On a hot day with steep climbs and treacherous descents, we were passed by a zillion day hikers. Oh how we envied their light day-packs (or no packs)! We chatted with a few, telling our story, hearing theirs. One dad and sons gave us a variety of yummy snacks. Another couple gave each of us an apple–a luxury we can’t usually afford weight-wise. MAGIC! Fresh fruit

In your day today–look for someone who could use a bit of encouragement and give them a smile or a wee-small giftie. You never know when such little things might be received as MAGIC!

Benches Are Blessings

We have discovered another simple thing that most of us either take for granted or never notice in daily life: benches!

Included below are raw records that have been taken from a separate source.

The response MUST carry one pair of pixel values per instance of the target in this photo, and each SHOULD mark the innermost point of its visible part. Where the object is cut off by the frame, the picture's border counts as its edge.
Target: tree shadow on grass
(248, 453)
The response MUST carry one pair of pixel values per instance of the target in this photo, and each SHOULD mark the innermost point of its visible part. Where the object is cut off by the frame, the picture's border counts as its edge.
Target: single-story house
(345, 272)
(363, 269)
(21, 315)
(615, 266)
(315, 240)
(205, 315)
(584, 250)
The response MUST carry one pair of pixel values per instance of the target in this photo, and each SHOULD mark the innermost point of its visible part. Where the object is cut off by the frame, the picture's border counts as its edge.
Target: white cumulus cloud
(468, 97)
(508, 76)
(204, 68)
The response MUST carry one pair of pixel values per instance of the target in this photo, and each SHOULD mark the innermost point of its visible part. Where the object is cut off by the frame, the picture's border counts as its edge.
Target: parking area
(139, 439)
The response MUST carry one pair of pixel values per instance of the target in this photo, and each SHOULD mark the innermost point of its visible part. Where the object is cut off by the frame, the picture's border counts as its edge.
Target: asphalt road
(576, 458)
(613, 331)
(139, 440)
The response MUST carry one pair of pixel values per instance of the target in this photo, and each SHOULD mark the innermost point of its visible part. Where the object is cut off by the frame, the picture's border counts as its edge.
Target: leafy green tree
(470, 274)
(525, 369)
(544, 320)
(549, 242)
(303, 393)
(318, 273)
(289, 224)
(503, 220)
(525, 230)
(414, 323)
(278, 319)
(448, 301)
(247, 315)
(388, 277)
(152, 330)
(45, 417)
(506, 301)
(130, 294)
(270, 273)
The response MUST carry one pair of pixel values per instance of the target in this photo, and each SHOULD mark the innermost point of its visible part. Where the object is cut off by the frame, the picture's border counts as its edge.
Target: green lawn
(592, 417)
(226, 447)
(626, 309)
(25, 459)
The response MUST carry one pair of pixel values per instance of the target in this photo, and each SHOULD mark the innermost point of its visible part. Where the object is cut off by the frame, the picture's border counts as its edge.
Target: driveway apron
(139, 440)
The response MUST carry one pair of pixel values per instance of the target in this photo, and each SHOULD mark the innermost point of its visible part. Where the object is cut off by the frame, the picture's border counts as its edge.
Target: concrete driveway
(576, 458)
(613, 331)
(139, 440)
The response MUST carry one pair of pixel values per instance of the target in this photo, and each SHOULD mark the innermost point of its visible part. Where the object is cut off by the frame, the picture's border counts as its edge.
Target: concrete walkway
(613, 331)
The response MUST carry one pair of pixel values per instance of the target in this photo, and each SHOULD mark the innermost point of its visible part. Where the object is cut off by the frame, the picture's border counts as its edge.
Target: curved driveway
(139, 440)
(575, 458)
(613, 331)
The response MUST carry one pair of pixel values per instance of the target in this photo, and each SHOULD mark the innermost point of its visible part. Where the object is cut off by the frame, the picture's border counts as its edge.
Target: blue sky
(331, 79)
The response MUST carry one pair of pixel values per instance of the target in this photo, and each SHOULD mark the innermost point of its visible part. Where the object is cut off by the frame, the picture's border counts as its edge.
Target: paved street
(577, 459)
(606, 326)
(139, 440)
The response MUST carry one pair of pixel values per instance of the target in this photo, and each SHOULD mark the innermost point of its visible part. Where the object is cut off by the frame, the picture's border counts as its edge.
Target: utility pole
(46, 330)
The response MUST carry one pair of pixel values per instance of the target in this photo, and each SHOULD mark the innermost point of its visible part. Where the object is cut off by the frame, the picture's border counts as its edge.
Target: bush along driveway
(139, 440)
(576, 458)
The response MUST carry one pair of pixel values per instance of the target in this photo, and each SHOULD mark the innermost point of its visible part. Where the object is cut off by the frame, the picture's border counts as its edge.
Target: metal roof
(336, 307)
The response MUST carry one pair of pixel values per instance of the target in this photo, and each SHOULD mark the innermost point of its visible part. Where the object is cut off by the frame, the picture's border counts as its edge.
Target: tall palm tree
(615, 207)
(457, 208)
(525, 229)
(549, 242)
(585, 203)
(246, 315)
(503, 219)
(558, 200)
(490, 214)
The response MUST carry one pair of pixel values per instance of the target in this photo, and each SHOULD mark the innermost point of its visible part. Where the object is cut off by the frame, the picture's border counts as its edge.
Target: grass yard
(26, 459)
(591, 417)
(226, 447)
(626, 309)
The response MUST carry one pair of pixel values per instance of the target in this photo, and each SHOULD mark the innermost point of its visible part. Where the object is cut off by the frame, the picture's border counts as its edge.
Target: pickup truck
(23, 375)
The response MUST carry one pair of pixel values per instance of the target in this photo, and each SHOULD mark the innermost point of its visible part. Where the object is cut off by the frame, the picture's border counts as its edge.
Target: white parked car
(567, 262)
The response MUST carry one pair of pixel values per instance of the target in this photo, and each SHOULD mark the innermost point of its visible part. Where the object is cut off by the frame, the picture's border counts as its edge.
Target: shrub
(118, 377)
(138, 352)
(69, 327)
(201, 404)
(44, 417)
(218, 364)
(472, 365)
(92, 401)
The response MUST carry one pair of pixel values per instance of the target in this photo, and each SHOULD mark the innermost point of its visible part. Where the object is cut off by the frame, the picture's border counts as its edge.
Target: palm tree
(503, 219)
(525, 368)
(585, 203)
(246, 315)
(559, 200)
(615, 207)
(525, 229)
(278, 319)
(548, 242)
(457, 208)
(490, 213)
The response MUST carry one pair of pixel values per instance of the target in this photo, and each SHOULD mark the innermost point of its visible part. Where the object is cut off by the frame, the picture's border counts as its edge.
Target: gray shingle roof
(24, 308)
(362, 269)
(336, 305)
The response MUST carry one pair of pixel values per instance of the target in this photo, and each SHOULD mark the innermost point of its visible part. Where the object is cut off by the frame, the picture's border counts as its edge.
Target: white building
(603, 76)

When carrying a heavy pack over uneven terrain, sooner or later one’s joints begin to ache. (Yes, even for teens…it just takes longer for them than for us old ones!) Finding a place to take off the backpack and sit for a few minutes takes on immense significance on a tiring day.

Any stump, log,  or stone will do…but it is better if there is a back to lean against, as with these stone chairs at one campsite.

Stone chair

Even better is a seat that is long enough to turn sideways and prop up one’s feet as with this triple-wide Adirondack style chair at one shelter. Adirondack bench

A picnic table loses points for having no back to lean against. At shelters with tables, cooking gets done here, but lounging is more often done against the shelter walls. On the other hand, when found at a parking area along the trail, picnic tables get high points for being the perfect height to easily get back into the pack when rest time is over. Picnic table

But the luxury of luxuries? Check out this treasure found at the David Lesser Memorial Shelter in Virginia: Forest swing

We will let you know if we find more gems like this. In the mean time, what’s YOUR favorite place to lounge and recover from a tough day?